On the Corner

Auld Lang Syne

by Robert Docter – 

So here we are again at the start of a new year.

Big deal?

I suspect many attach little importance to the annual event except, maybe, to face finding a new calendar or find it a good excuse for overuse of intoxicating libations, resulting in drunkenness. I see it as somewhat more important. The culture requires us to confront the choice of whether or not to take stock of ourselves.

Even though January 1, 2004 felt very much like December 31, 2003 to me—even though none of my problems disappeared—none of my responsibilities changed—none of my efforts resolved any of the major issues confronting civilization—even though my reality remains the same, I recognize that somehow, in the 365 days, 5 hours, 48 minutes and 46 seconds—that period of time it took this planet to wind its way around the sun—I changed.

I’m different now than I was a year ago. I believe I have grown as one who relates—who cares more, who feels more deeply and shares those feelings more openly, who judges less negatively, who is more open to confession and forgiveness, who has a stronger sense of “ought” and “right action,” who sees one’s self as a small part of something bigger in a universe of other humans in which I am definitely not the center.

As I discard the old calendars, I believe I’m a better person today: as a husband, as a father and grandfather, as a learner and a worker, as a Christian—and, as a soldier of the Army. I believe I can see the big picture more clearly while focusing more on crucial human principles like love and justice rather than on narrow rules of conduct.

As you have no doubt gathered, I have a rather positive sense of self. What’s the option? Is it better to engage in continual expectation of failure—of diminishing quality in relationships—of lower ethical standards? I think not. You see, as I believe the positive about myself, the pain of disappointment reverberates more severely from my conscience as I find myself behaving poorly. This challenges me in the moment—in the now, and I’m faced with choice. My belief system, in harmony with my assessment of my behavior, confronts me with the question: “Am I what I ought to be?”

As the Earth moves through its annual rotation people seem almost compelled to wish for others’ happiness. “Happy New Year,” they say to those around them, the strangers on the street and shopkeepers behind their counters. “Happy New Year”—seems inexpressible without a smile. The only thing re-quired is someone to listen.

So what is it that drags hundreds of thousands of revelers together to celebrate a very brief passing moment and incorrectly sing a strange, Scottish song, the meaning of which escapes them. Bobby Burns would like to take some credit for it—and, probably, he did insert some lines, or maybe even write a stanza or two. I’m sure he should be credited with the line about “drinking a cup of kindness yet.” The melody and much of the lyric, however, had been around at least a century earlier.
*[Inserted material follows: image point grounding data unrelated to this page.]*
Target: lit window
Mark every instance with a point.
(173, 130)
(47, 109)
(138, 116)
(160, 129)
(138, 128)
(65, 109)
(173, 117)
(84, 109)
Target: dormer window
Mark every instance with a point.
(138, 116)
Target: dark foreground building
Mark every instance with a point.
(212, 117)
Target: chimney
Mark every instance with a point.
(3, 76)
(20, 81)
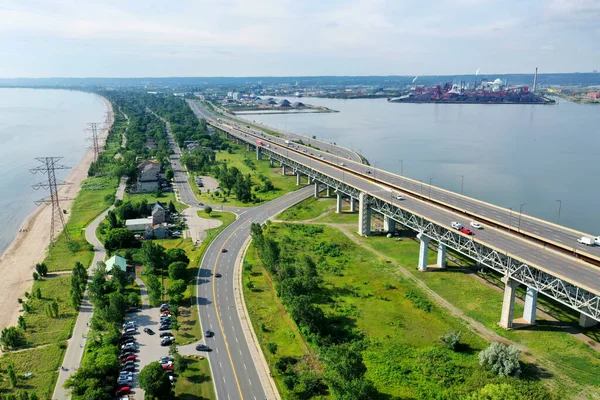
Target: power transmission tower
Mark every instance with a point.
(94, 127)
(49, 165)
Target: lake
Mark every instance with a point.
(38, 123)
(508, 154)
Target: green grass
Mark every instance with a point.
(41, 329)
(42, 362)
(195, 383)
(152, 199)
(96, 195)
(307, 209)
(269, 319)
(369, 294)
(283, 184)
(563, 354)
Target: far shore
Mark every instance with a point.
(31, 242)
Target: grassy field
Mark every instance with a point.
(42, 363)
(283, 184)
(366, 294)
(195, 383)
(553, 346)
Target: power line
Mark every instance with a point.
(49, 165)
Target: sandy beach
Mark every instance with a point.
(31, 242)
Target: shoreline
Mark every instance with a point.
(31, 242)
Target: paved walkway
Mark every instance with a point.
(76, 345)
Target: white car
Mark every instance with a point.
(476, 225)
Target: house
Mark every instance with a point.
(148, 176)
(159, 214)
(116, 262)
(138, 224)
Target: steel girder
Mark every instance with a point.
(556, 288)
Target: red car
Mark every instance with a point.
(123, 390)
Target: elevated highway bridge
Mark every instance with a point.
(542, 256)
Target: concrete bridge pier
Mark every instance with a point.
(508, 305)
(441, 262)
(529, 313)
(364, 215)
(389, 225)
(423, 251)
(586, 322)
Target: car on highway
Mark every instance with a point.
(123, 390)
(476, 225)
(466, 231)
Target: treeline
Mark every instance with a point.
(97, 376)
(298, 283)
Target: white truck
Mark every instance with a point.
(587, 241)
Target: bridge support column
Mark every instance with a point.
(441, 255)
(389, 225)
(364, 216)
(530, 306)
(508, 305)
(587, 322)
(423, 251)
Maybe, some in these gatherings celebrate the joy of having lived another year. Maybe take courage from each other in the face of what they perceive as the threat of something new and unknown. Maybe, they just need some kind of an excuse to feel part of something. One thing certain, they’ll all sing “Auld Lang Syne.”

There is something haunting in the melody and connecting in the lyric as millions of people sing a song they really don’t know. Many see it as a drinking song. Actually, it’s a “leaving” song—a saying “farewell” song—a “dismissory” to use an auld English word.
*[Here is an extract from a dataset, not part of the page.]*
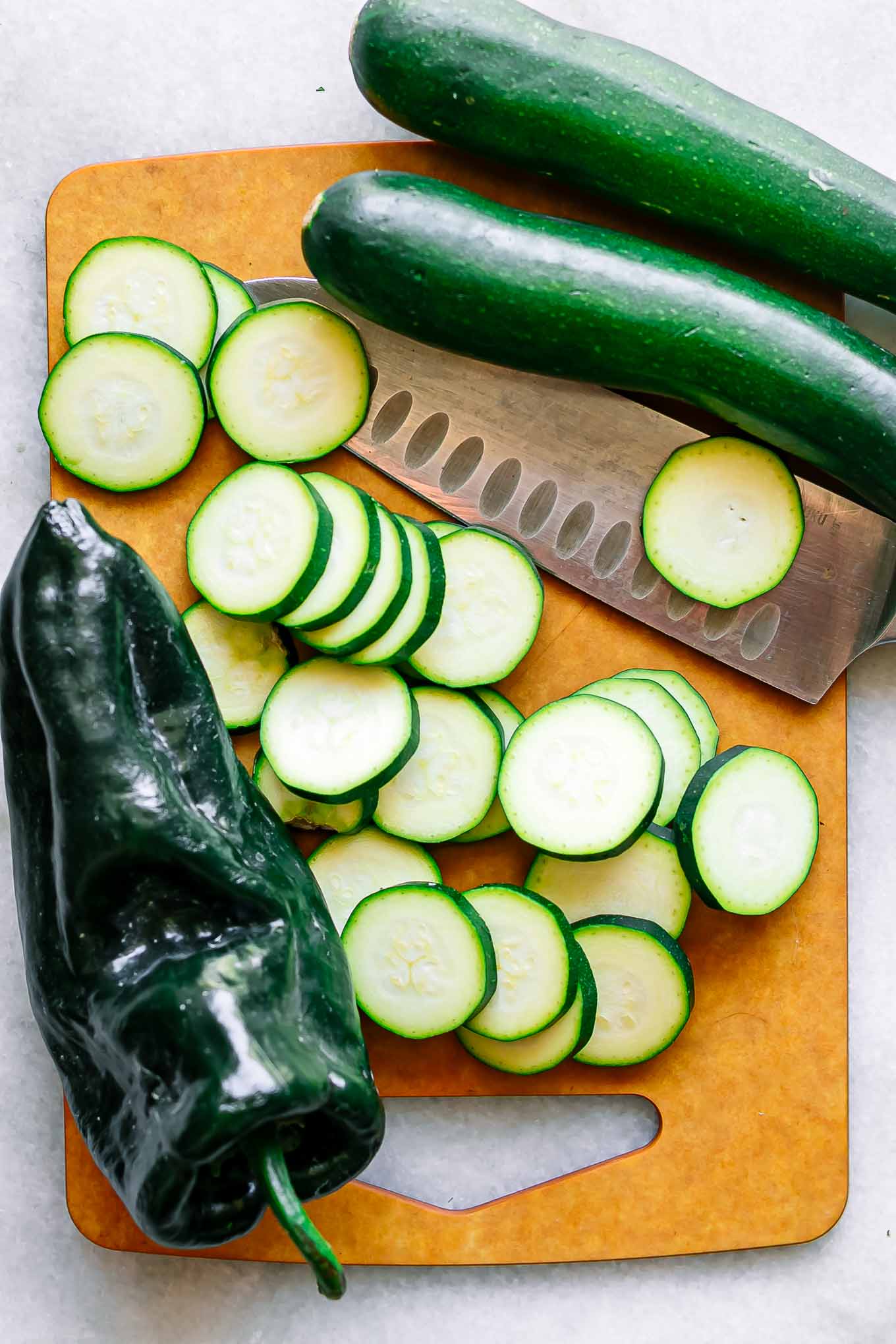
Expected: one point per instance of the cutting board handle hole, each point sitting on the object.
(459, 1152)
Nevertheless, our culture dictates that it is some kind of a benchmark. But what kind?

For many, it seems to be a period of making casual evaluations of past negative behaviors and promising one’s self not to engage in those behaviors ever again. I’d be happier if the promise concerned only tomorrow instead of the whole year.
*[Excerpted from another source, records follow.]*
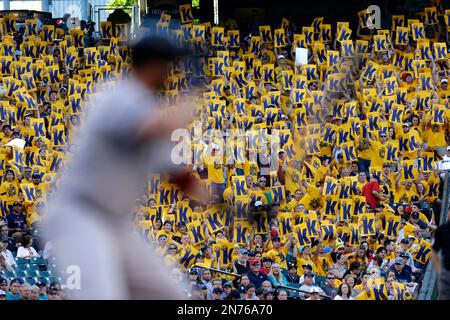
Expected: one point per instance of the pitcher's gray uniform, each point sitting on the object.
(88, 221)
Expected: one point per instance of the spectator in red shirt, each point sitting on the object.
(371, 190)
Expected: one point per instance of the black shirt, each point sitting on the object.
(241, 269)
(441, 241)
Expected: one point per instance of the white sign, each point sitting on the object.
(301, 56)
(16, 143)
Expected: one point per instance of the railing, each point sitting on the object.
(428, 291)
(277, 287)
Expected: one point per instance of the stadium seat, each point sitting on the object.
(43, 279)
(319, 280)
(32, 273)
(33, 267)
(20, 261)
(9, 274)
(45, 273)
(37, 261)
(21, 274)
(22, 267)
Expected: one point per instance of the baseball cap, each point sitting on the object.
(193, 271)
(314, 289)
(155, 47)
(217, 290)
(196, 287)
(235, 294)
(398, 260)
(267, 291)
(307, 265)
(243, 251)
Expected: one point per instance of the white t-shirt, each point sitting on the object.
(341, 298)
(27, 253)
(444, 164)
(9, 258)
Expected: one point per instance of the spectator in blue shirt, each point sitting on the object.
(255, 276)
(402, 274)
(14, 289)
(4, 233)
(16, 219)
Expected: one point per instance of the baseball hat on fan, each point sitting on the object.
(154, 47)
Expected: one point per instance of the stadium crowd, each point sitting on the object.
(344, 209)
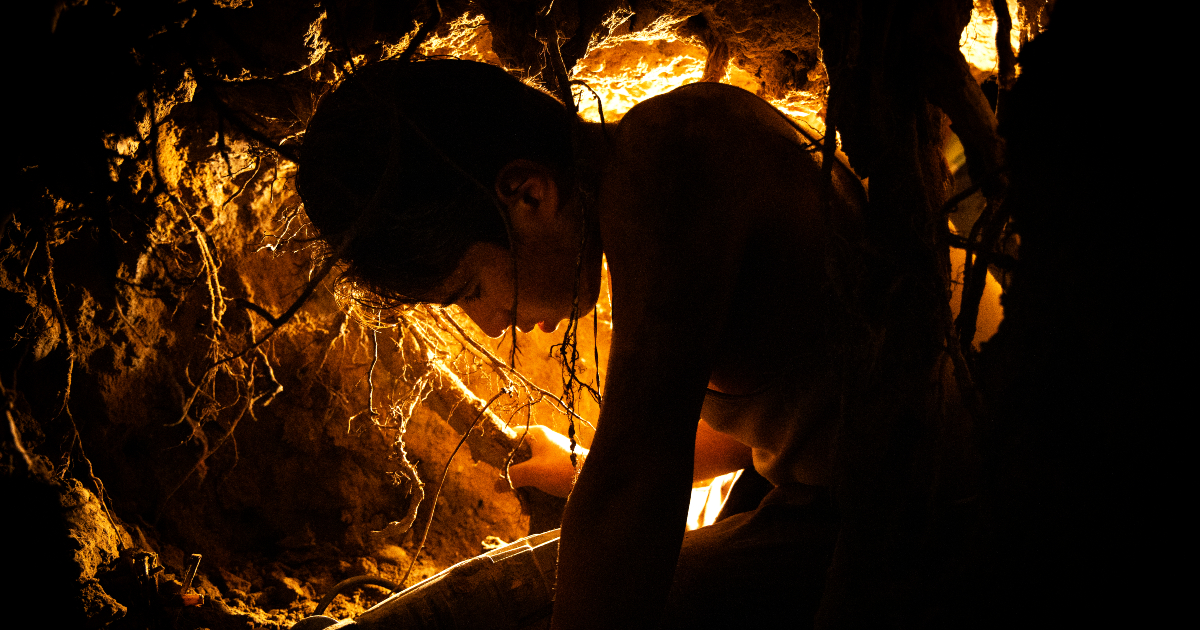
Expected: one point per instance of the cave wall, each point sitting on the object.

I think we go through an identity crisis every time we’re faced with some kind of vulnerability to some kind of social or psychological challenge. These are the times when we start questioning ourselves—when we have the potential to unload on ourselves a basket full of negative self-talk—when we feel we have met a responsibility poorly.

Everybody is disappointed in the face of failure. It’s what comes next that truly matters.